Radikal gazetesinin dünkü manşetini okurken gözlerime inanamadım. Adalet Bakanı Cemil Çiçek, “Başımıza 301 işini Orhan Pamuk açtı” demiş.
Ve şöyle devam etmiş: “Pamuk dava konusu sözleriyle ilgili önce ‘Söyledim’ sonra ‘Söylemedim’ dedi. Baştan ‘Söylemedim’ dese dava hemen düşecekti. 301’i başımıza o açtı.” Doğru değil. Zira, 301’i “başımıza” o maddeyi bu haliyle yeni Türk Ceza Kanunu’na sokanlar açtı. Üstelik, kanun daha taslak halindeyken, içeriden dışarıdan -AB’den- sayısız uyarı yapıldı, “Böyle madde olmaz. Bu madde başınıza bela açar” diye. İnatla, o saçma sapan madde, Ceza Kanunu’na sokuldu. Varsayalım ki, Orhan Pamuk, “tutarsız” davrandı; ne fark eder? Şayet “tutarlı” davransaydı, Elif Şafak, yazdığı bir romandaki, roman kahramanının sözlerinden ötürü mahkemeye verilmeyecek miydi? Hrant Dink mahkûm edilmeyecek miydi?

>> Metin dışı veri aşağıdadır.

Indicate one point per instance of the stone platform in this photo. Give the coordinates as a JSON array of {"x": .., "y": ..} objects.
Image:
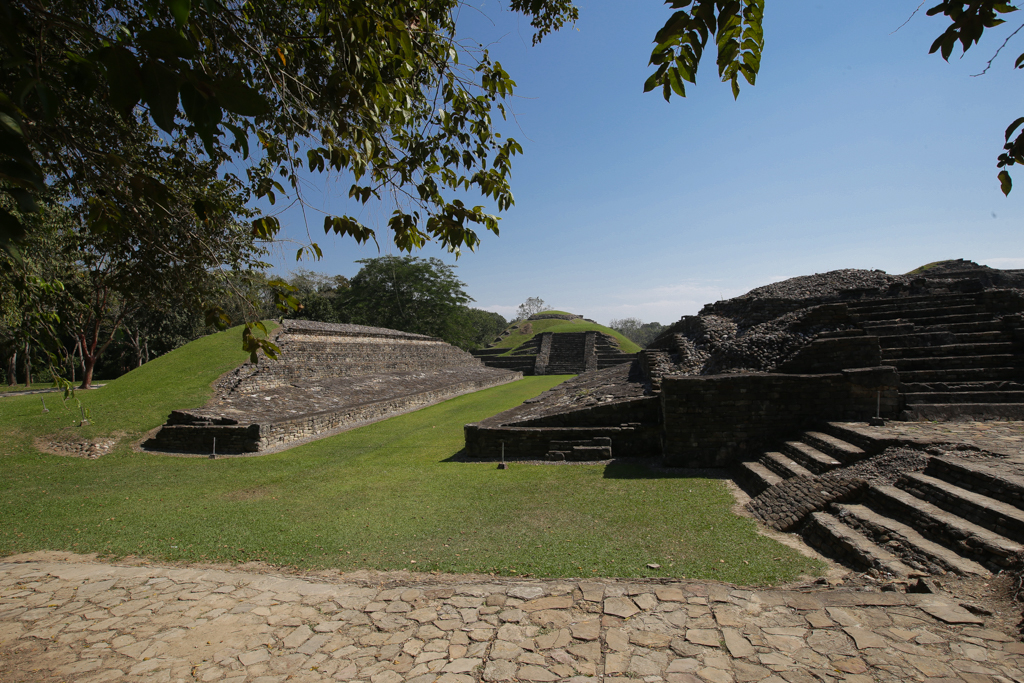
[
  {"x": 67, "y": 617},
  {"x": 330, "y": 378}
]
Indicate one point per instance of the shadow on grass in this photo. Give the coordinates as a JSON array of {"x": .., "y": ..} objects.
[
  {"x": 653, "y": 469},
  {"x": 621, "y": 468}
]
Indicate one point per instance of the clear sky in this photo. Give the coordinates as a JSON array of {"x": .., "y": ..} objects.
[{"x": 855, "y": 150}]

301’e dayanarak açılmış 60 dolayında dava var; bu davalar Orhan Pamuk’un davası, onun “tutarsızlığı” yüzünden düşmediği için mi açıldı, Türk Ceza Kanunu’nda 301 diye madde olduğu için mi? (...)
Bu maddeyi “nalıncı keseri” gibi savcıların ve yargıçların eline veren “Türklüğü aşağılamak” gibi son derece “sübjektif” bir hüküm. Hukukun “objektifliği” yani “nesnelliği” ilkesine aykırı. Bana kalırsa, Elif Şafak hakkında, asıl “Türklüğü aşağılamak”, bir roman karakterinin sözlerinden ötürü dava açmak. Zira, bu mantıkla dava açılırsa, dünya edebiyatının en büyük romancısı Fyodr Dostoyevski, ölümsüz romanı “Karamazov Kardeşler”in ünlü karakteri Raskolnikov’tan ötürü “cinayete azmettirmekten” veya “kanunun suç saydığı fiili övmek”ten başını Türk yargısından kurtaramazdı. Raskolnikov, bir katildi. Veya, Gustave Flaubert’i de “Madame Bovary” romanından ötürü “fuhşa teşvik”ten mahkemeye vermek gerekebilirdi.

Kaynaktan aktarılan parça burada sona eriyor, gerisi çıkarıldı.